July 19, 2017

Dremio Emerges from Stealth with Multi-Threat Middleware

Alex Woodie

If your business analysts are struggling to connect, prepare, and query data from multiple sources in a timely and cost effective manner, you might be interested in learning about Dremio, a new open source software company that officially emerged from stealth today.

Dremio is aiming high by taking on several related data analysis issues that plague modern organizations. This includes the complexity of sourcing data from disparate sources like relational databases, NoSQL databases, cloud-based stores, and files systems like Hadoop. It includes the need to endlessly copy and transform data from its raw state into something usable, which often gets loaded into a data warehouse. It involves the need to build indexes, tables, and aggregates that speed up queries from BI tools. It’s about the reliance on IT to build systems, and the months-long waits to get answers to questions.

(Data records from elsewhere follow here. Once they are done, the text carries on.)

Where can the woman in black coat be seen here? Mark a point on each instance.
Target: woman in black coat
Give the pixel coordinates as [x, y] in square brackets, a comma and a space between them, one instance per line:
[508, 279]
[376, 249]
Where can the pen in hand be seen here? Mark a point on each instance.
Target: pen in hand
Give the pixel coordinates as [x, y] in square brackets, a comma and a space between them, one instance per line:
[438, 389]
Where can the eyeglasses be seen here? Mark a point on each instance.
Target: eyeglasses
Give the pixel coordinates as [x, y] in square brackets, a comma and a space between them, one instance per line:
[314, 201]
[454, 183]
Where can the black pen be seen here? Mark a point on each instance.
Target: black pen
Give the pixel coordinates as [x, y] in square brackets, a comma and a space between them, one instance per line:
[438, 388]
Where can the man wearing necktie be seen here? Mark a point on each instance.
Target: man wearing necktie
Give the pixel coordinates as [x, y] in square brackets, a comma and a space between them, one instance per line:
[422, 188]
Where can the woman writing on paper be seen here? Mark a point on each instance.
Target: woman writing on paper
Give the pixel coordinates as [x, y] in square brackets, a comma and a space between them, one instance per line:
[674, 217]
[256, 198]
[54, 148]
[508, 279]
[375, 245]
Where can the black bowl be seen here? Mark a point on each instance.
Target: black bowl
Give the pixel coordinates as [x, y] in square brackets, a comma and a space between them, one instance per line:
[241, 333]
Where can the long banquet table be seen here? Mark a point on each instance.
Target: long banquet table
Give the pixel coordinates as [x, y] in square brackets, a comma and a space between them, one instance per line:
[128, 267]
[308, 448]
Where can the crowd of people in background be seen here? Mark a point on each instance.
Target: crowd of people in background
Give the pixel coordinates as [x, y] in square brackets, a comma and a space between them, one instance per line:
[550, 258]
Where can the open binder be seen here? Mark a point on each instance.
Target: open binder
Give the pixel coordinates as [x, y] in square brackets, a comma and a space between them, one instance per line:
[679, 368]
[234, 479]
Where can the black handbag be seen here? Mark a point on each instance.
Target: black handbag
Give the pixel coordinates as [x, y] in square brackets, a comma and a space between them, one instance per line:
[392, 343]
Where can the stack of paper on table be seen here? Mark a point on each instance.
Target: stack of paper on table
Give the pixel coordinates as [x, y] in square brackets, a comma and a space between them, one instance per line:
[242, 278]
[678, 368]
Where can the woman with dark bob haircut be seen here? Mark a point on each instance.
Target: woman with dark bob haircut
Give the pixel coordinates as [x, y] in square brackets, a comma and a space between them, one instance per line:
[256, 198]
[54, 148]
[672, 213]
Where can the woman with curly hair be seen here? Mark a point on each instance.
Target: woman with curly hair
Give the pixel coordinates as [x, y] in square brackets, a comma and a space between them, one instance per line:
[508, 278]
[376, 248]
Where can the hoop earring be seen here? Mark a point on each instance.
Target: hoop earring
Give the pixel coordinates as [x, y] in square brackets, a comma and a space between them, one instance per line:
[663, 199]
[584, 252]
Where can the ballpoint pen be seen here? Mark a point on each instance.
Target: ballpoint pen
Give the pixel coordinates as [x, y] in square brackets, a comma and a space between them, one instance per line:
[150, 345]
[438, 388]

“Nobody likes this. In fact, everybody hates this, but it’s viewed as really the only alternative,” says Dremio’s CMO Kelly Stirman. “All that stuff in the middle is a necessary evil that everybody would be very happy to no longer have to deal with.”

Dremio is taking a crack at wiping away a large chunk of the existing middleware stack and thereby simplifying the modern analytics infrastructure with its open source software. The company is doing this by creating a new type of middleware that essentially replicates a lot of the functionality that is spread across other product categories, including self-service data preparation tools, ETL tools, OLAP engines, and data catalogs.

“It’s a new kind of technology that runs between all the places where you’re creating data and all those tools that consumers of data use to drive the business,” Stirman says. “At a super high level, Dremio is trying to put the consumer of data in control of data itself, in the same way that Amazon has put infrastructure in control of developers.”

Data Fabric Architecture

Dremio streamlines analytical access to data stored across disparate systems

It’s hard to categorize a brand new tool that does so many things. But if there’s one category that fits well for Dremio, it’s supplying the data fabric that connects disparate elements together into something resembling a seamless whole. Data fabrics are emerging as a new category of tool for simplifying data management and analytic tasks.

Dremio aims to be the “missing link” in the data value chain through four main components.

The first is Apache Arrow, the in-memory data layer that forms the digital glue to connect disparate big data engines, such as Spark, Cassandra, Pandas, Python, and Drill. Arrow, which was developed by Dremio founder and CTO Jacques Nadeau, was introduced to the public last year and scales to thousands of Hadoop nodes via native deployments on YARN.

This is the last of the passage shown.